The trapped gene is a homolog of the tnk1bp1 gene. A. The tnks1bp gene. It encodes 8 exons with the first one (black square), being untranslated. The gene-trap construct landed in the first intron (green arrow), resulting in a product described in (C). Two sets of primers for qRT-PCR were designed to track the presence of alternatively spliced products in transgenic larvae. The amplified products are marked by the two colored lines under the gene depiction. The lines illustrate respectively: red for the product comprised of exon1 (black square) to the gfp from the gene-trap (not depicted), blue for exon1 (black square) to exon2 (blue square of the tnks1bp1 gene. B. Alignment of a stretch of ~70AA of a portion of the C-term of the putative TNKS1BP1 product with ten partial sequences of the putative product of the TNK1BP1 as sequenced/predicted from 10 species. The amino acids highlighted in green are identical and the ones in blue are conservatively substituted. C. Symbolic representation of the mRNA, which was found in abundance in the transgenic embryos. This messenger results from the fusion of the first untranslated exon 1 of the tnks1bp1 gene and the gpf sequence followed by a polyA tail, elements encoded by the integrated transposon construct (green arrow in A). D. Three tail neuromasts are positive (white arrows) by in situ hybridization with a probe against the tnks1bp1 gene. D. and E. Neuromasts after WISH (against tnks1bp1), showing stronger hybridization in the more external cells, corresponding to accessory cells.

Figure 4

Strategy to establish the transcriptional profile of accessory cells combining FACS and microarrays. A. Schematic of the experimental procedures. B. illustration of the gating used for the FACS. The left plot (showing the P1 gate) was used to sort cells according to cell size (forward scatter, FSC-A) vs. granularity (side scatter, SSC-A). The right plot discriminated cells according to GFP fluorescence intensity (GFP FITC-A) vs. Phycoerythrin (PE-A). Gates were selected as shown to sort GFP negative (GFP Neg) and GPP positive (GFP Pos) cells.

Figure 5

WISH and q-RT-PCR on novel genes enriched in accessory cells A to K. Whole mount in situ hybridizations (WISH) in 3 and 5 dpf larvae A ring like staining is visible, because hybridization is excluded from centrally located hair cells and only found in peripheral accessory cells for gene #9, 10, 11 and 12 (A to G).

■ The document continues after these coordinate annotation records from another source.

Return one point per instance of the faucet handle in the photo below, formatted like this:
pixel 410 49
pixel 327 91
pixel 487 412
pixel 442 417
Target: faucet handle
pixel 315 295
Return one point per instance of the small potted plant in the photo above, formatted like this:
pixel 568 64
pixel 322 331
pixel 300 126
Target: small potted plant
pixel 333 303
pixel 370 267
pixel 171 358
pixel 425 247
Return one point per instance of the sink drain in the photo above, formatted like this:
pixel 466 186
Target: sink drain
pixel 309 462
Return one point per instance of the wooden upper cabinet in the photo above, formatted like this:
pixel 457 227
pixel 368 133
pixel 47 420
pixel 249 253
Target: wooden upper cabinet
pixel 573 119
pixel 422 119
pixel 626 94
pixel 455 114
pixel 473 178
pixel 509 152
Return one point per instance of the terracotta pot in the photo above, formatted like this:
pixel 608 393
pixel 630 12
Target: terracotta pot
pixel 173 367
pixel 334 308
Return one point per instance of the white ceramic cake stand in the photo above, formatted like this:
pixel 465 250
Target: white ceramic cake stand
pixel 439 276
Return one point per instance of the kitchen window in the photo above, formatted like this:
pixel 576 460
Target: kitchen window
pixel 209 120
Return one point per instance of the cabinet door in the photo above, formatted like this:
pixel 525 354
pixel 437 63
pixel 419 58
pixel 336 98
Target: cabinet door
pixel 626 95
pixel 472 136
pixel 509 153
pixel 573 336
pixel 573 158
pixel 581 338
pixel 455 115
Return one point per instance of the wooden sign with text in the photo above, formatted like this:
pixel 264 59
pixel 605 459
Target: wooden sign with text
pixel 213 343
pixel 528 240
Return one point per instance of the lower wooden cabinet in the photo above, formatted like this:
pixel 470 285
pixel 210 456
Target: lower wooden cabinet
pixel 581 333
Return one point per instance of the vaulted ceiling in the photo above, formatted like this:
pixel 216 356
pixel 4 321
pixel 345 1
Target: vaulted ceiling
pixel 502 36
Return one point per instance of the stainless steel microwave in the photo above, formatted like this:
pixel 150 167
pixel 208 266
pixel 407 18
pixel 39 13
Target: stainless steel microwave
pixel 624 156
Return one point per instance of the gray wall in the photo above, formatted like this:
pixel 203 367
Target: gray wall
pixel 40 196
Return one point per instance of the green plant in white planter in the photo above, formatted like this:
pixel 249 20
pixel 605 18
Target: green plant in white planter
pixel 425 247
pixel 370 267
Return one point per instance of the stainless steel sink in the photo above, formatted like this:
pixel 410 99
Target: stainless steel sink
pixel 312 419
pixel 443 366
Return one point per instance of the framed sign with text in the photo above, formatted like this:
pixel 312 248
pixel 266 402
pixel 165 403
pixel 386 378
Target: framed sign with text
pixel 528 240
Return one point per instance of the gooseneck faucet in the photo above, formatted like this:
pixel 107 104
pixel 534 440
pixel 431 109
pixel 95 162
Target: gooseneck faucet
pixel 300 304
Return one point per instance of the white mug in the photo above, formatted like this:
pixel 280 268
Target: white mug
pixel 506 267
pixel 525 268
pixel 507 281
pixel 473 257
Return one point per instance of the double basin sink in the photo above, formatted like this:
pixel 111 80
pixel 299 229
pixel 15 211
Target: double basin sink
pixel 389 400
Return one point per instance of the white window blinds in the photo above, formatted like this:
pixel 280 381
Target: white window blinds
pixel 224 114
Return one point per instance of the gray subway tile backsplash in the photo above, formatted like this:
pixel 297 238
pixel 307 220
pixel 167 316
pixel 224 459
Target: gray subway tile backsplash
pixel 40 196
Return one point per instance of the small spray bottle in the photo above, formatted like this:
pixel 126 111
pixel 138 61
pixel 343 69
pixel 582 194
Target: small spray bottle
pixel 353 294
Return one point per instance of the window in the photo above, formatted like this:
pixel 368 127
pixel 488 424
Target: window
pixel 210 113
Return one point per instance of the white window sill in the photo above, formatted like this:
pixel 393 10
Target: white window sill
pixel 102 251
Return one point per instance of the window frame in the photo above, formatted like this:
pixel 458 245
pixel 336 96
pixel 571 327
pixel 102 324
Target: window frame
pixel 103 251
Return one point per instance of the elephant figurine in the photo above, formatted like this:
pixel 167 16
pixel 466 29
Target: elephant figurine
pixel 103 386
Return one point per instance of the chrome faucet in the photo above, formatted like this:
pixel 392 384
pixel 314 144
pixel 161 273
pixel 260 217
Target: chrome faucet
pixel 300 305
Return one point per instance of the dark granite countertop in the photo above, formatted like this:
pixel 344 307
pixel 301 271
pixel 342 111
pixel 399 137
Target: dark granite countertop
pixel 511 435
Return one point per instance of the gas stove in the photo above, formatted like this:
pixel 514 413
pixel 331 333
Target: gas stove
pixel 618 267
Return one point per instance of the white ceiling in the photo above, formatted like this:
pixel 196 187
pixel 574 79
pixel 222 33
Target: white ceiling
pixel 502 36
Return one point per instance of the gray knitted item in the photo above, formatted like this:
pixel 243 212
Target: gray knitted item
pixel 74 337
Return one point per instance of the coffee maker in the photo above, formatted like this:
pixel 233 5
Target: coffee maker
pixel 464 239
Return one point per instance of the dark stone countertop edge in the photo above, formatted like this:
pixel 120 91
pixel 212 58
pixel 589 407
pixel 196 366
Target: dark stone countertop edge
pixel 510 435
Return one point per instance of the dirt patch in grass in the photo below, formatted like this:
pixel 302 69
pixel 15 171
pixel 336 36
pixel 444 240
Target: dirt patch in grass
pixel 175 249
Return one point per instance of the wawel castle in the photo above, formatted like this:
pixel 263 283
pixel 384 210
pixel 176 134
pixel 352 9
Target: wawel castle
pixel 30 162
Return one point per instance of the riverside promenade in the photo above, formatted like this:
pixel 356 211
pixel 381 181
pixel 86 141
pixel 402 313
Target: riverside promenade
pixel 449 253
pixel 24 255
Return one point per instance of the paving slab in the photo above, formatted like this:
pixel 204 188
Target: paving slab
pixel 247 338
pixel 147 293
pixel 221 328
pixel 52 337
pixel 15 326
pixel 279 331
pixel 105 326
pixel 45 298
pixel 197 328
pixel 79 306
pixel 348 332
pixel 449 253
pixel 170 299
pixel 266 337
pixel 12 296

In #6 and 8 (H to K), the hybridization is present in the whole neuromast, but appears much stronger in centrally located hair cells. A. WISH against #9 in 3 three neuromasts in a 3 dpf larva (A). B and C. WISH against #10 in a neuromast in a 3 dpf (B) and a 5 dpf larva (C). D and E. WISH against #11 in a portion of the 5 dpf larval head showing 4 neuromasts (D) and of a neuromast in a 3 dpf larva (E). F and G. WISH against #12, in two neuromasts in 5 dpf larvae (F and G). H and I. WISH against #6 in a neuromast in a 3 dpf (H) and in a 5 dpf larvae (I). J and K. WISH against #8 in two neuromasts in 5 dpf larva (J and K). - is 50 microns in A and D, and 5 microns in B. L. Average fold increased expression of genes determined by qRT-PCR. The tnks1bp1 gene is in green. Genes showing an expression pattern by WISH (in A to Q) are in yellow the others are in blue. Error bars represent standard deviation.